CVE entries follow a defined schema in JSON format. A good example is the entry for CVE-2024-6714 in the vulnerability repository. The "adp" container contained therein forms the fixed framework for CISA's additions; the "cna" container, on the other hand, is taboo.

It is also precisely defined which metadata (can) end up in the ADP container. However, the prerequisite for this is that they are still missing in the CNA container and that sufficient information is available for the assessment:

• CVSS: The aforementioned assessment according to the Common Vulnerability Scoring System includes not only a numerical score and a severity classification from "None" to Critical", but also a vector string based on complex metrics for an exact hazard description.
• CWE: The Common Weakness Enumeration list is a community-based project that makes common vulnerability types easily searchable online. By assigning a numbered entry such as "CWE-79 / Cross-Site Scripting" to a CVE, you specify the type of threat. The CWE list entries that can be called up online then provide suitable background information on the attack process and conditions, possible consequences and typical defensive measures.
• CPE: The Official Common Platform Enumeration is a standardized naming convention whose flexible syntax can describe, among other things, software configurations and combinations that lead to the exploitability of a vulnerability.

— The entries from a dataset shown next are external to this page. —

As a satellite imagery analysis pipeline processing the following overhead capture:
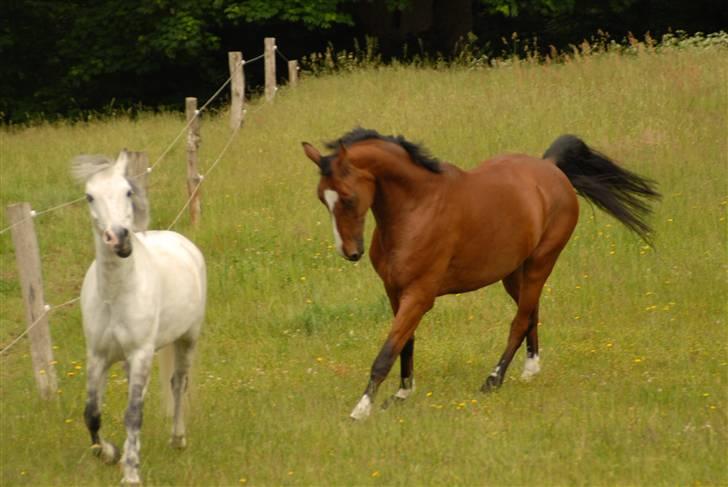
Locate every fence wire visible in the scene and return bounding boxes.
[0,54,265,235]
[0,49,272,356]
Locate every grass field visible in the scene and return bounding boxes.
[0,40,728,486]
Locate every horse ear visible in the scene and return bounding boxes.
[336,140,349,176]
[114,149,129,176]
[301,142,321,167]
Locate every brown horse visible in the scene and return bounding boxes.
[303,128,659,419]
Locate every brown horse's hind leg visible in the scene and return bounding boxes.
[382,335,415,409]
[503,267,541,380]
[481,250,563,392]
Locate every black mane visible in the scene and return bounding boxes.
[321,127,442,175]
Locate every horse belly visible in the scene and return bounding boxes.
[145,232,207,349]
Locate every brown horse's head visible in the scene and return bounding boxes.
[303,142,374,261]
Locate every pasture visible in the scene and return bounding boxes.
[0,43,728,485]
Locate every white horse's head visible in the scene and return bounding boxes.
[72,150,149,258]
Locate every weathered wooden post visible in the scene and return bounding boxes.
[185,97,202,226]
[228,51,245,130]
[288,60,298,87]
[126,151,149,231]
[7,203,58,399]
[263,37,276,101]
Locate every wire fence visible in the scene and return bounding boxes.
[0,49,278,235]
[0,42,288,356]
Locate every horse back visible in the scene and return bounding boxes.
[440,155,578,294]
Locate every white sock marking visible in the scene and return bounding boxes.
[349,394,372,421]
[324,189,344,255]
[521,354,541,380]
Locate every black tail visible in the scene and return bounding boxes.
[543,135,660,244]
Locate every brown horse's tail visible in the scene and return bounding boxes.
[543,135,660,245]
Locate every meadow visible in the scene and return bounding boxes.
[0,37,728,486]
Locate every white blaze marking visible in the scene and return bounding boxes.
[324,189,344,255]
[349,394,372,421]
[521,354,541,380]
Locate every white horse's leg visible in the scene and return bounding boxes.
[170,340,195,448]
[121,347,154,485]
[83,353,120,464]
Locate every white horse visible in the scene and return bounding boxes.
[72,151,207,484]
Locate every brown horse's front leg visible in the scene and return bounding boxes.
[350,293,435,420]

An optional container component, as it is only available for selected vulnerabilities, is a reference to CISA's own Known Exploited Vulnerabilities Catalog (KEV). This provides online information on vulnerabilities that are known to have been exploited in the wild. KEV references are nothing completely new in the field of CVE entries, but have been an integral part of the NVD supplementary information researched by NIST for some time –, just like CVSS, CWE and CPE –. What is new, however, is the idea of a KEV block directly in the CVE entry.

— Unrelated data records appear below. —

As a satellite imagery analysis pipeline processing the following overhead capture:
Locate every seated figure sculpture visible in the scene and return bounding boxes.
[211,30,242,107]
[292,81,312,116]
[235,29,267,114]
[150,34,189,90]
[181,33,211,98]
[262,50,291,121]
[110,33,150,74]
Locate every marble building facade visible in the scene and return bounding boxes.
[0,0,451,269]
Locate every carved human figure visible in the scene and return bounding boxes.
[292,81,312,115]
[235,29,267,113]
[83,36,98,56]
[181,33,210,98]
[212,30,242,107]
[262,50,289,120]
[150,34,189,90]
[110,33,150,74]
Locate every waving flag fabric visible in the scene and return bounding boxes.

In principle, the information that a CNA stores in the CVE entry weighs more heavily than that of the ADP. If the former subsequently adds some of the aforementioned standard metadata, this will "overwrite" the vulnerability information.

New: CVE preselection with SSVC

In the first phase of the project, the Vulnrichment team will work through all CVE list entries that have not been published since February 2024 and all newly published CVE list entries. However, as determining the standard metrics is time-consuming, the US authority makes a pre-selection: Only vulnerabilities that pose a sufficiently high risk are enriched with the metadata just mentioned. CISA's own methodology, which is completely new in the context of CVE entries, comes into play for rapid pre-selection: the so-called Stakeholder-Specific Vulnerability Categorization (SSVC).

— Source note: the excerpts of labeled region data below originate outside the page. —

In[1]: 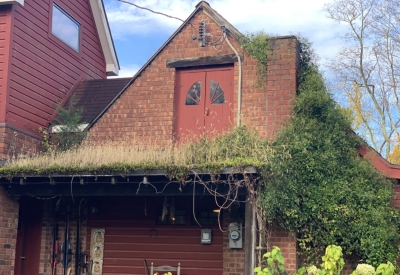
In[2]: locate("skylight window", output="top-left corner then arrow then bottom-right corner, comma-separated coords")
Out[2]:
51,3 -> 80,52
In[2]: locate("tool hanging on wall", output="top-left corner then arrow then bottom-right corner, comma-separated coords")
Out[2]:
61,205 -> 72,275
75,199 -> 87,275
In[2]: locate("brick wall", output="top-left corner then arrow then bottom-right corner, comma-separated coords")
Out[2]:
270,228 -> 297,274
0,187 -> 19,275
222,211 -> 244,275
39,201 -> 87,275
89,5 -> 298,275
89,7 -> 298,144
0,124 -> 41,160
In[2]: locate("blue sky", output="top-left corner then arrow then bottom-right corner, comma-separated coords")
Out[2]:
104,0 -> 344,77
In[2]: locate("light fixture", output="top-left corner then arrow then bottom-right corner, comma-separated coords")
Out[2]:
90,202 -> 99,214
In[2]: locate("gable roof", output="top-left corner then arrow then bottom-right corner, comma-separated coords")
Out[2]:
64,77 -> 131,123
90,0 -> 120,76
87,0 -> 242,129
0,0 -> 120,76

Developed in 2019 by CISA and Carnegie Mellon University's Software Engineering Institute (SEI), this approach originally serves to assess and prioritize the risk posed by a vulnerability in the context of a specific (corporate) infrastructure. It can be depicted as a tree diagram in which decisions have to be made at various nodes, so-called "decision points".

Based on the chained selection by the stakeholder, it is ultimately possible to answer how to react to the vulnerability –, namely whether it should only be kept in mind ("Track" status, or somewhat more urgently: "Track*"), requires closer attention and action, for example in the form of an internal notification ("Attend"), or requires an immediate, comprehensive reaction ("Act").

You can find out more about this concept in an article on SSVC on the CISA website. In addition, you can try out the decision tree as a tool for yourself using the SSVC Calculator, which is available online and comes with detailed explanations.